Photophobia, tears, deep pain in the eyeballs and eyelids, tenderness in the ciliary body

Foreign body sensation, burning sensation, purulent secretion

Congestion

Blood in front of the eye

Mixed congestion

Conjunctival hyperemia

cornea

Cloudy turbidity

Mild or edema

Transparent

KP

Dust-like pigmentation

Pigmented KP size varies

no

Front room

Lightening, the water is shining

Obvious water splash

normal

pupil

Vertical elliptical enlargement, slow response to light, no post-adhesion

Shrink, slow response to light, no adhesion after iris

normal

Crystal

Some have glaucoma

Anterior capsule has exudation

normal

Corner

Occlusion

Open or occluded

normal

intraocular pressure

Significantly elevated

Most normal or high

normal

(2) Identification with other systemic diseases of the whole body: Because of acute symptoms of closed-angle glaucoma, headache, nausea, vomiting and other symptoms may be misdiagnosed as cerebrovascular disease or gastrointestinal system disease, neglecting eye examination and delay.

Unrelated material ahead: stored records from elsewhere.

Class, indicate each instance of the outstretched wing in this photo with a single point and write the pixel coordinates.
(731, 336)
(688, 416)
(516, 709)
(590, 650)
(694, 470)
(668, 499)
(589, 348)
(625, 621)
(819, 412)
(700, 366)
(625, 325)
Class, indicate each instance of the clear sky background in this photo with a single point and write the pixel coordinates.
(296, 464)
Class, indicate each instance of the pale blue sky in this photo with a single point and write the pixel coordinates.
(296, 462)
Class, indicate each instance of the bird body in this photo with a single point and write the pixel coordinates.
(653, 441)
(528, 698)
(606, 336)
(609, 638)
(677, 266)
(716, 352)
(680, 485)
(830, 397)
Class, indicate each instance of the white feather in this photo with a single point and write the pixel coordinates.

The treatment of glaucoma causes serious consequences and even blindness. The medical history should be asked in detail, and it may be glaucoma. It is not difficult to make a correct diagnosis as long as necessary eye examinations are performed.

The material in this site is intended to be of general informational use and is not intended to constitute medical advice, probable diagnosis, or recommended treatments.